Let $A$ and $B$ be two matrices in $M_n$. Is the following ture:

$A$ and $B$ are similar $\iff$ $A$ and $B$ have the same jordan canonical form.

Could someone explain?


It's true. Let $A$ have the same JCF $J$ as $B$ does; say $A = PJP^{-1}$ and $B = Q J Q^{-1}$. Then $J = P^{-1} A P$, so $B = Q P^{-1} A P Q^{-1}$, and so $B$ is similar to $A$.

Suppose $A$ and $B$ are similar, but for contradiction they have different JCFs. Then $A$ reduces to JCF $J$, and $B$ to JCF $K$. But $J, K$ are not similar - this is a contradiction.

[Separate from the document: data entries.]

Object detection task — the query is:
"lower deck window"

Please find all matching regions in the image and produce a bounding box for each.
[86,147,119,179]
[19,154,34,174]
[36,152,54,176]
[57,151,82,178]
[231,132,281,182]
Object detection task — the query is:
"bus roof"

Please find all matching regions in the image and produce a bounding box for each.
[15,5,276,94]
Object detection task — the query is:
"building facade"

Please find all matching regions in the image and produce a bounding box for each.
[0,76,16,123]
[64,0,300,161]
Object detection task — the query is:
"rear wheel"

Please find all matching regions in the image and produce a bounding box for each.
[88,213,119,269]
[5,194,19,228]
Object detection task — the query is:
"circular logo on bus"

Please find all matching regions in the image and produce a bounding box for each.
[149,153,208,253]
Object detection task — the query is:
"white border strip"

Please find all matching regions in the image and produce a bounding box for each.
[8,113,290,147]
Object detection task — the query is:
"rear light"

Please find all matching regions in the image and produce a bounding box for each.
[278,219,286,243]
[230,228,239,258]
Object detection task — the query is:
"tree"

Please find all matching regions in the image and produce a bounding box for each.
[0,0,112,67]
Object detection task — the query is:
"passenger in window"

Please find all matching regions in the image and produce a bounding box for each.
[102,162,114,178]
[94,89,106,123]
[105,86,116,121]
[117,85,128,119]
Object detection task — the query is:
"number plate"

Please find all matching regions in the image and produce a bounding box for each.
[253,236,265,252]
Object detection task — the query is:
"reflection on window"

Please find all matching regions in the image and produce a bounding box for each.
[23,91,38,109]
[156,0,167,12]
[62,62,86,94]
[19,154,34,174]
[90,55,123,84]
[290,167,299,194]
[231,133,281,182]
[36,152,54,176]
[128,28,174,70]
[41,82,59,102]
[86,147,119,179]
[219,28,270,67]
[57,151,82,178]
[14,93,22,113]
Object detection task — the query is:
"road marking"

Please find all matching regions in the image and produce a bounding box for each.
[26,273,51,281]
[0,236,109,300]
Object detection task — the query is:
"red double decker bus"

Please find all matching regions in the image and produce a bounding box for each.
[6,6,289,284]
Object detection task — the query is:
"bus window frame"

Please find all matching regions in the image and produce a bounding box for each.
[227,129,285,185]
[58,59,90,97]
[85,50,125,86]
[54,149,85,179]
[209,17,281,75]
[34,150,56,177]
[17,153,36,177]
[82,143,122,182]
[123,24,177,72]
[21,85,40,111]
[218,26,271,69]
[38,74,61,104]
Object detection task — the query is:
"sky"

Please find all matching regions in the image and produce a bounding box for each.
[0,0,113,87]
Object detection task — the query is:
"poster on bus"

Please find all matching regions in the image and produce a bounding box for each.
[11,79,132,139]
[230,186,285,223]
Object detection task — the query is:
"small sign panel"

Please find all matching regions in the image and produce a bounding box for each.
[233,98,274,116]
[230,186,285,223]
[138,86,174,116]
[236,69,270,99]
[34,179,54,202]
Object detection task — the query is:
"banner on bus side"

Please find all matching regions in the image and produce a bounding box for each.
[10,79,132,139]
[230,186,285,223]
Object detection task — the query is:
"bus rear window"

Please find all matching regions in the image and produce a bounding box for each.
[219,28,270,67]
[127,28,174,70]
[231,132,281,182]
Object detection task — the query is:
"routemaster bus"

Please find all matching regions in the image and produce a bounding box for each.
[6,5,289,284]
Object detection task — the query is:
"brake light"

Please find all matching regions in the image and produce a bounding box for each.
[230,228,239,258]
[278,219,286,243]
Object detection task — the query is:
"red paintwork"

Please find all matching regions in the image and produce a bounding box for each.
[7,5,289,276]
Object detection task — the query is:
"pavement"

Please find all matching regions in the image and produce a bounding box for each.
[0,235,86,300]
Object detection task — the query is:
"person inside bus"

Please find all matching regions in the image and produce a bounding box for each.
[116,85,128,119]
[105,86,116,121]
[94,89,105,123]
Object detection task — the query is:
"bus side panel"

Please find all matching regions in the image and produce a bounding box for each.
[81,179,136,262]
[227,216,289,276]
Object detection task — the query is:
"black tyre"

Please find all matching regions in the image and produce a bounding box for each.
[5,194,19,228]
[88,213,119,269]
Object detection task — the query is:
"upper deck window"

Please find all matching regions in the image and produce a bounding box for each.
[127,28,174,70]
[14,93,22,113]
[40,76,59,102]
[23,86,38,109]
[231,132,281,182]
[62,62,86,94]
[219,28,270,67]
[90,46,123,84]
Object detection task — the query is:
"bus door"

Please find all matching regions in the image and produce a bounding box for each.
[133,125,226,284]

If $A=PJP^{-1}$ is the Jordan decomposition of $A$ and $M$ is an invertible matrix such that $A=M^{-1}BM$ then we have $$ B = (MM^{-1})B(MM^{-1})=M(M^{-1}BM)M^{-1} =MAM^{-1}=M(PJP^{-1})M^{-1}=(MP)J(P^{-1}M^{-1})$$

and thus the Jordan normal form of $A$ (namely $J$) is the same as that of $B$.